You can pre-allocate in the prepare block.

    def prepare(self):
        self.states = [0] * 250

Then simply assign your payload to the list.

    def get_states(self):
        self.states = msgpack.unpackb(self.remote.root.get_states())

occheung avatar Dec 17 '21 02:12 occheung

@occheung thanks for the hint! I'll test this, as well as #1802, in January.

airwoodix avatar Dec 17 '21 21:12 airwoodix

@occheung looking at your suggestion more closely, I'm afraid it doesn't work functionally because attributes are not synchronized before the kernel stops (#1462). self.states is set in an RPC, and thus not updated in the main loop. This corresponds to the behavior I observe on hardware. Or did I miss something?

I ran the reproduction code (airwoodix/artiq-storefault-repro@ac3503f) on a recent master (3f812c4c2c1c322b28a68b3e985006631db872cd, after #1802 was merged) and unfortunately hit the issue again after the same run time. The coredevice log message is now (no other relevant lines):

ERROR(runtime::session): session aborted: expected nested value slot from kernel CPU, not Log(panic at ksupport/lib.rs:536:5)

It thus looks like there's an issue with the panic reporting as well as #1802 not fully fixing this issue.

airwoodix avatar Jan 13 '22 19:01 airwoodix

Maybe we can trigger the stack restore thing by wrapping RPC inside a function, so it does not eat up 1000 bytes every iteration.

What about wrapping the RPC function (get_states) inside a kernel function. Let say you replace the content of the while true loop with a kernel function loop() that does everything inside the while true loop.

    @kernel
    def loop(self):
        states = self.get_states()
        self.playback(states)

Note: I haven't done extensive testing with this, just a reflection from #1802.

occheung avatar Jan 14 '22 03:01 occheung

I guess the issue is due to the lack of proper lifetime tracking in artiq. As you will use the returned list value, we cannot deallocate (call stackrestore) immediately after the RPC is completed. A proper solution would require tracking the lifetime of the value and inserting deallocation calls in appropriate places, but as you know our escape analysis is broken now...

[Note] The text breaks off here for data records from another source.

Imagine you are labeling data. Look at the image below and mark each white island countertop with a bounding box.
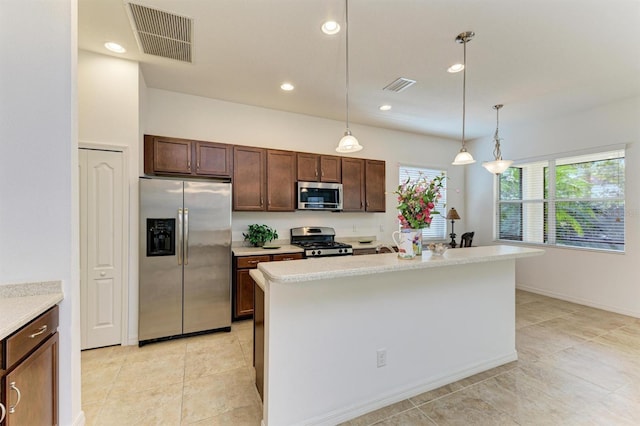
[0,281,63,340]
[252,245,544,283]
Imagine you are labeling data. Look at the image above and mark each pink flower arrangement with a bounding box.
[394,175,445,229]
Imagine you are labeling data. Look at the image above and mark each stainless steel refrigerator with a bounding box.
[138,178,231,346]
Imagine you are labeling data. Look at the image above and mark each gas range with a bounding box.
[291,226,353,257]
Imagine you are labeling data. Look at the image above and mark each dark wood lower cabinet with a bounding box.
[234,269,254,319]
[4,333,58,426]
[253,283,264,400]
[231,253,304,321]
[0,306,58,426]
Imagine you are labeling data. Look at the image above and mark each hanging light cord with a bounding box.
[462,36,467,151]
[344,0,351,134]
[493,105,502,160]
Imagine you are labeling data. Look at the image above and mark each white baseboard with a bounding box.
[516,284,640,318]
[298,351,518,426]
[73,410,87,426]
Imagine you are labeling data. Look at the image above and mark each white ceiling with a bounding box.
[78,0,640,141]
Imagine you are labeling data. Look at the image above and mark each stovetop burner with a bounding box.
[291,226,353,257]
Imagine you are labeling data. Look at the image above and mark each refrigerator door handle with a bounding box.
[184,209,189,265]
[177,209,182,265]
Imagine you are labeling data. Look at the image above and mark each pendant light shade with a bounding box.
[482,105,513,175]
[336,129,362,152]
[451,31,476,166]
[451,148,476,166]
[336,0,362,153]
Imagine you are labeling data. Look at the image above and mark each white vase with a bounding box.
[391,228,422,259]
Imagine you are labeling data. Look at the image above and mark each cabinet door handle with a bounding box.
[182,209,189,265]
[177,209,184,265]
[29,324,47,339]
[9,382,22,414]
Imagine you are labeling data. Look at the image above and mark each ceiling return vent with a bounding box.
[382,77,416,93]
[129,3,193,62]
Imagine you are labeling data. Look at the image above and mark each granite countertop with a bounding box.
[251,245,544,283]
[0,281,64,340]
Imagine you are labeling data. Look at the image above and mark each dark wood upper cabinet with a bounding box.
[342,158,365,212]
[365,160,386,212]
[267,149,296,212]
[194,141,233,177]
[233,146,267,211]
[144,135,192,175]
[296,152,342,183]
[296,152,320,182]
[144,135,386,212]
[342,158,386,212]
[320,155,342,183]
[144,135,233,178]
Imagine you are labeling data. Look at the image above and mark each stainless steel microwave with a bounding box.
[298,182,342,211]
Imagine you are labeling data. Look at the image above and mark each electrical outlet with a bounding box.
[376,348,387,368]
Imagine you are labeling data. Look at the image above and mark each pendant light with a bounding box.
[336,0,362,153]
[482,105,513,175]
[451,31,476,166]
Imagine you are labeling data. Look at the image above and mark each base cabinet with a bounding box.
[253,284,264,400]
[0,306,58,426]
[231,253,304,321]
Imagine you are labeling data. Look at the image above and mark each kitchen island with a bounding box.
[251,245,544,426]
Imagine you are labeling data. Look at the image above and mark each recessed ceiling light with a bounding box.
[104,41,127,53]
[322,21,340,35]
[447,64,464,73]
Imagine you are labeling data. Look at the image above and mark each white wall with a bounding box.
[466,98,640,317]
[78,50,144,344]
[145,89,466,241]
[0,0,81,425]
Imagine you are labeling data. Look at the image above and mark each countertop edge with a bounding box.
[0,281,64,340]
[258,245,545,284]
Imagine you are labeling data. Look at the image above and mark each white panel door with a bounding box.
[79,149,124,349]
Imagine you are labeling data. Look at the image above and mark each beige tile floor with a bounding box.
[82,291,640,426]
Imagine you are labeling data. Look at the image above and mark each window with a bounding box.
[497,149,625,251]
[398,165,447,241]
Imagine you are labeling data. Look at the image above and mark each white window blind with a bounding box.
[398,165,447,242]
[497,149,625,251]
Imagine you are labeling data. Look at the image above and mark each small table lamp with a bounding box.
[447,207,460,248]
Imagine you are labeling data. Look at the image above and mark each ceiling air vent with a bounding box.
[382,77,416,93]
[129,3,193,62]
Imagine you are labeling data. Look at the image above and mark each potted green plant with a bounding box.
[242,223,278,247]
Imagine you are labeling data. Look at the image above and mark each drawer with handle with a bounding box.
[236,254,271,269]
[3,305,58,370]
[272,253,304,262]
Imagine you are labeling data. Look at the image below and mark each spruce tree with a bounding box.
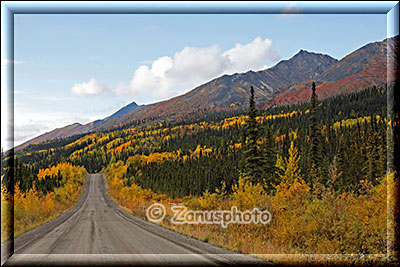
[308,82,320,188]
[244,86,264,182]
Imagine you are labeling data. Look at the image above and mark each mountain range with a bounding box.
[15,36,399,153]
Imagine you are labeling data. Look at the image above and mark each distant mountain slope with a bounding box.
[15,102,139,151]
[274,36,399,104]
[16,36,399,152]
[14,122,93,151]
[98,50,337,129]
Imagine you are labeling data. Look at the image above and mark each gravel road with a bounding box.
[2,174,269,266]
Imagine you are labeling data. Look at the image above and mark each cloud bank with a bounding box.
[72,37,280,103]
[72,78,109,96]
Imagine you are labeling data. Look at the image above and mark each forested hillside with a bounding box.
[1,85,393,260]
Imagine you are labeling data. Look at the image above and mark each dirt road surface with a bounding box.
[2,174,269,266]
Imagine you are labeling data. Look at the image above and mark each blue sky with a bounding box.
[2,14,394,145]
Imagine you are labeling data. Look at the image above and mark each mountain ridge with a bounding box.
[15,35,398,153]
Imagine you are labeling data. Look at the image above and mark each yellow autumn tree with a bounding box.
[278,141,301,184]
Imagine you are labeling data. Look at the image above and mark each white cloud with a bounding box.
[223,37,280,74]
[1,58,25,66]
[8,109,94,146]
[115,37,280,102]
[72,78,109,96]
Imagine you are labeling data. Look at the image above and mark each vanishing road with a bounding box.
[5,174,268,266]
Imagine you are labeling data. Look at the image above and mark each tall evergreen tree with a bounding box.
[308,82,320,188]
[244,86,264,182]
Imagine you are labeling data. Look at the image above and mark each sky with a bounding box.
[2,10,394,150]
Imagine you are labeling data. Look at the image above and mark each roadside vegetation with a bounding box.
[1,163,87,242]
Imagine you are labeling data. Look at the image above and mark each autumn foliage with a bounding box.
[1,163,87,243]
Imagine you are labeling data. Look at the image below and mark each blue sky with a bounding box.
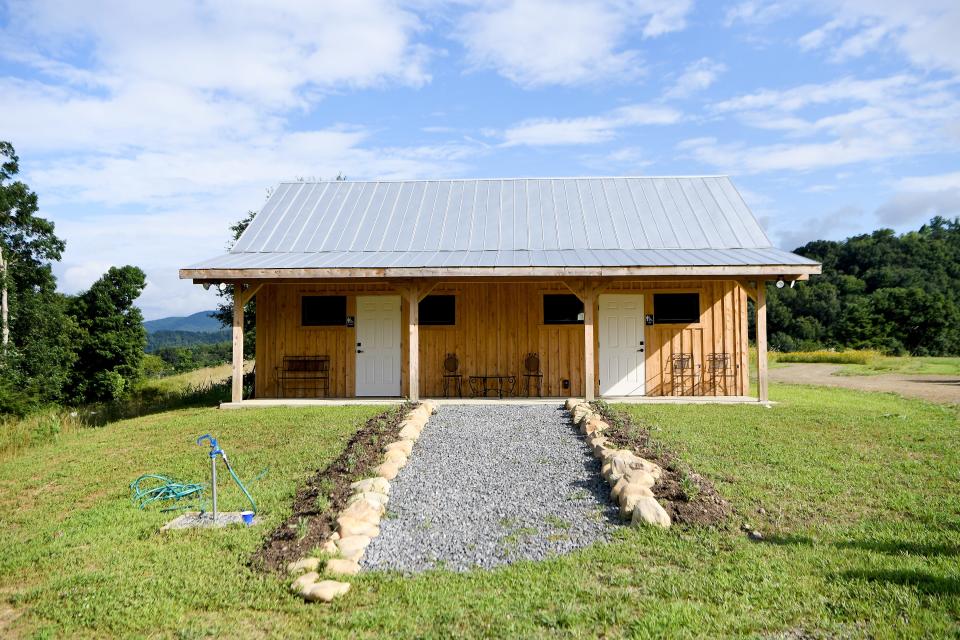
[0,0,960,318]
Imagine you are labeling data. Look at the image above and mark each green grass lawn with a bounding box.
[768,348,960,376]
[0,385,960,638]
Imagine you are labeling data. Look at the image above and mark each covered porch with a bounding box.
[212,273,788,408]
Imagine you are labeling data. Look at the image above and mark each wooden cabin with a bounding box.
[180,176,820,403]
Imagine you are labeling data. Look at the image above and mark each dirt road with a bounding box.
[770,364,960,404]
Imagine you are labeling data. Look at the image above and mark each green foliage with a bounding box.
[768,217,960,356]
[212,211,257,353]
[774,350,883,364]
[69,266,147,403]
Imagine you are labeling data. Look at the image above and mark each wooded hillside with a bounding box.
[768,217,960,356]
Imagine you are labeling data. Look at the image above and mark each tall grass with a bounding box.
[770,350,883,364]
[0,367,238,458]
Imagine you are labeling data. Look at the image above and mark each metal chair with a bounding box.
[704,351,735,395]
[443,353,463,398]
[523,353,543,398]
[670,353,697,396]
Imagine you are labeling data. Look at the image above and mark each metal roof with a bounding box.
[189,176,816,270]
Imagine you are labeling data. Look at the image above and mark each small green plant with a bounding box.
[297,516,310,542]
[317,493,330,513]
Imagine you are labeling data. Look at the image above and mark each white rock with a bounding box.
[618,484,653,520]
[290,571,320,593]
[350,477,390,495]
[383,450,407,469]
[347,491,390,513]
[303,580,350,602]
[337,516,380,539]
[326,558,360,576]
[320,536,340,556]
[337,536,370,558]
[373,462,400,480]
[630,497,670,529]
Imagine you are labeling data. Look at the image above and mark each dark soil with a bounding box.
[592,401,732,526]
[250,404,413,571]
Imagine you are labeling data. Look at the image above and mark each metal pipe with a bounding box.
[210,455,217,524]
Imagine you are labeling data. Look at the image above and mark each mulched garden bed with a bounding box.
[591,401,732,526]
[250,403,414,571]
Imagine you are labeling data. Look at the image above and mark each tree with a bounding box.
[70,266,147,402]
[0,141,64,356]
[213,211,257,354]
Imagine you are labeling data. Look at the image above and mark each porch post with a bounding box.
[407,287,420,402]
[230,283,244,402]
[583,288,597,402]
[757,280,768,402]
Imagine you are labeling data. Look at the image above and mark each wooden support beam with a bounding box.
[757,280,769,402]
[230,285,243,403]
[406,286,420,402]
[583,287,597,402]
[240,282,263,306]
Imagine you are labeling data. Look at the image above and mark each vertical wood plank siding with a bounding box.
[256,280,749,398]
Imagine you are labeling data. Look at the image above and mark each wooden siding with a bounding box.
[256,280,748,397]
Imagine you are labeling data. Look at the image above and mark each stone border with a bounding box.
[287,401,436,602]
[564,398,671,529]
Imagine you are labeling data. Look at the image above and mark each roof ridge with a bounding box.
[278,173,730,184]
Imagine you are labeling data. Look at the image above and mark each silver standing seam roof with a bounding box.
[181,176,819,277]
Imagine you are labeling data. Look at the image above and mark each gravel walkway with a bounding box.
[361,405,618,572]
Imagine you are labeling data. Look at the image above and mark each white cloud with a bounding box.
[877,171,960,225]
[2,0,429,105]
[456,0,692,87]
[799,0,960,72]
[491,104,682,146]
[680,74,960,173]
[897,171,960,191]
[877,189,960,225]
[666,58,727,98]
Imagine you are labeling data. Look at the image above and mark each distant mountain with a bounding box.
[146,329,231,353]
[143,311,223,333]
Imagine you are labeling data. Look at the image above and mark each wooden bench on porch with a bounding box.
[276,356,330,398]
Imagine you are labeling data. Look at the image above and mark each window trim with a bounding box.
[540,293,586,327]
[417,292,460,327]
[300,293,350,329]
[644,289,704,327]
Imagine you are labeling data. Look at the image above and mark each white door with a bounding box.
[599,294,646,396]
[356,296,400,396]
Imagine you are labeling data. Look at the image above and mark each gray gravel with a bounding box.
[361,405,618,572]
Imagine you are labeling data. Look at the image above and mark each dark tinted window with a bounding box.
[300,296,347,327]
[653,293,700,324]
[543,293,583,324]
[419,296,457,325]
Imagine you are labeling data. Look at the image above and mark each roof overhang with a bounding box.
[180,264,821,284]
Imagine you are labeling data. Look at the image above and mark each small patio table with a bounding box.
[469,374,517,400]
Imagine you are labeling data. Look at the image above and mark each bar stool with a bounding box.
[670,353,697,396]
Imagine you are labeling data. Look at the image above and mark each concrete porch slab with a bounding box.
[220,396,776,409]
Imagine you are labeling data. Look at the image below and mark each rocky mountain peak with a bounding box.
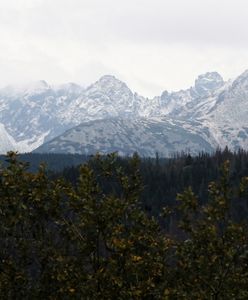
[194,72,224,96]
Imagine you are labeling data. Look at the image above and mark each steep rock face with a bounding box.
[201,71,248,150]
[0,81,85,150]
[0,71,248,155]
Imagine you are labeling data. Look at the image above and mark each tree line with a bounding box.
[0,151,248,299]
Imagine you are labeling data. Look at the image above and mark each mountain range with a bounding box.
[0,71,248,156]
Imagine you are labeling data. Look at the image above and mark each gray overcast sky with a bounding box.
[0,0,248,96]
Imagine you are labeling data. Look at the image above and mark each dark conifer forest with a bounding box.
[0,149,248,299]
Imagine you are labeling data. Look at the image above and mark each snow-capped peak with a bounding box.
[194,72,224,96]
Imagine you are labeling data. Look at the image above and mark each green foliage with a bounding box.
[0,152,248,299]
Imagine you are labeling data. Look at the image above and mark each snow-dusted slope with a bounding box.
[35,118,213,156]
[0,71,248,154]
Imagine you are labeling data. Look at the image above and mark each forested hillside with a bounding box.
[0,150,248,300]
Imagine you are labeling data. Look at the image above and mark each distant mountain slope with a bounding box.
[34,118,213,156]
[0,71,248,153]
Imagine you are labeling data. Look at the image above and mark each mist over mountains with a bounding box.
[0,71,248,156]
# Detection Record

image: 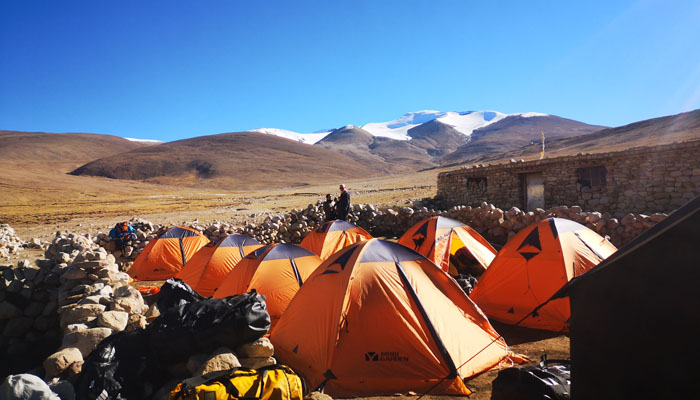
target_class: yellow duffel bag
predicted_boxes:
[169,364,305,400]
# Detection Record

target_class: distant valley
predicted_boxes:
[0,111,700,190]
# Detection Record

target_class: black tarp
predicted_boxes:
[555,197,700,399]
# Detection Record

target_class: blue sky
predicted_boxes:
[0,0,700,141]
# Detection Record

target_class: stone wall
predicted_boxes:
[438,141,700,217]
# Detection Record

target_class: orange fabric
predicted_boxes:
[398,217,496,272]
[127,227,209,281]
[271,239,511,397]
[213,244,321,326]
[175,236,262,297]
[300,220,372,260]
[470,218,617,332]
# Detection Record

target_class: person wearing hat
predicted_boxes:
[335,184,350,221]
[323,193,335,221]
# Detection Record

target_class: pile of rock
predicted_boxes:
[0,260,60,374]
[0,224,24,259]
[209,203,667,246]
[43,241,158,379]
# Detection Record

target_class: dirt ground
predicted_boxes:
[0,168,569,400]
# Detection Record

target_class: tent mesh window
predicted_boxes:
[576,166,608,188]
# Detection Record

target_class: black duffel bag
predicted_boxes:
[146,290,270,363]
[491,355,571,400]
[74,329,169,400]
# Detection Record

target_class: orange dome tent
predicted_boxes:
[214,243,321,326]
[470,218,617,332]
[175,234,263,297]
[301,219,372,260]
[399,217,496,276]
[128,226,209,281]
[271,239,517,397]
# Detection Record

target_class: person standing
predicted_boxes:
[323,194,335,221]
[335,184,350,221]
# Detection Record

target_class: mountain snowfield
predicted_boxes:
[252,110,548,144]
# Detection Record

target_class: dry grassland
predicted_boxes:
[0,163,569,400]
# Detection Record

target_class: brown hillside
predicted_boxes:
[462,110,700,165]
[71,132,374,190]
[0,130,149,168]
[441,115,605,164]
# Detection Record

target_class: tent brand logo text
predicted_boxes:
[365,351,408,362]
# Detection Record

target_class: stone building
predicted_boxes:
[438,140,700,215]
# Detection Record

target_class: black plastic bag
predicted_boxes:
[491,355,571,400]
[74,330,167,400]
[74,283,270,400]
[157,278,206,314]
[147,290,270,363]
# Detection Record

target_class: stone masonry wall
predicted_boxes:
[438,141,700,216]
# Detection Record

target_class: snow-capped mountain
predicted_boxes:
[251,128,331,144]
[252,110,547,144]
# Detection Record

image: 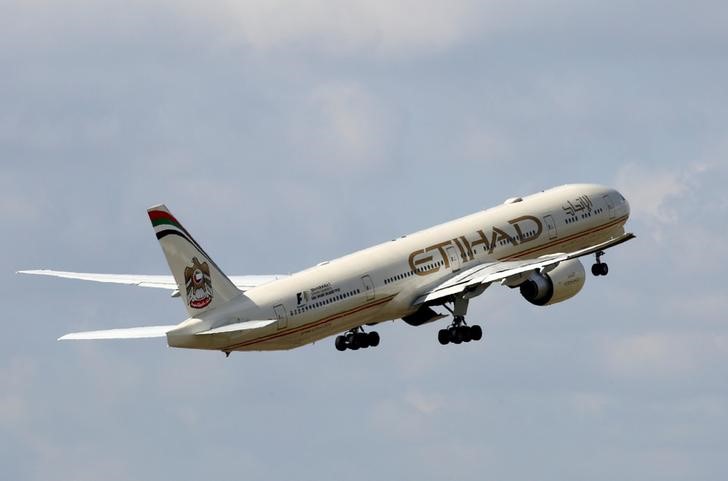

I think the way occheung suggested, i.e. wrapping the RPC function inside a kernel function should work for now. I will look into this problem in nac3, hopefully, I would have enough time to fix this (and other issues)

pca006132 avatar Jan 14 '22 05:01 pca006132

@occheung @pca006132 thanks a lot for the insight! Wrapping the main loop's content in it's own function indeed resolved the issue on the reproduction code.

airwoodix avatar Jan 17 '22 10:01 airwoodix

A proper solution would require tracking the lifetime of the value and inserting deallocation calls in appropriate places […]

Just for future reference (I'm sure you're aware), it isn't really possible to deallocate single items off the stack; the best we can do is to restore the stack pointer, and even this might mess with some optimisations (?). To properly fix this, we'll need to allocate variable-length results on some form of heap buffer. Escape analysis is still necessary here, of course, if we don't want to leak that memory.

dnadlinger avatar Jan 26 '22 15:01 dnadlinger

Just for future reference (I'm sure you're aware), it isn't really possible to deallocate single items off the stack; the best we can do is to restore the stack pointer, and even this might mess with some optimisations (?). To properly fix this, we'll need to allocate variable-length results on some form of heap buffer. Escape analysis is still necessary here, of course, if we don't want to leak that memory.

Indeed, my hope is to reset the stack pointer at the end of the loop if possible, and warn the user about the possibility of a memory leak if we cannot do this.

pca006132 avatar Jan 28 '22 08:01 pca006132

With https://github.com/m-labs/artiq/commit/950b9ac4d68286585e4369efcf904704d8de9c53, at least the error message should be marginally easier to understand now.

dnadlinger avatar Nov 24 '22 17:11 dnadlinger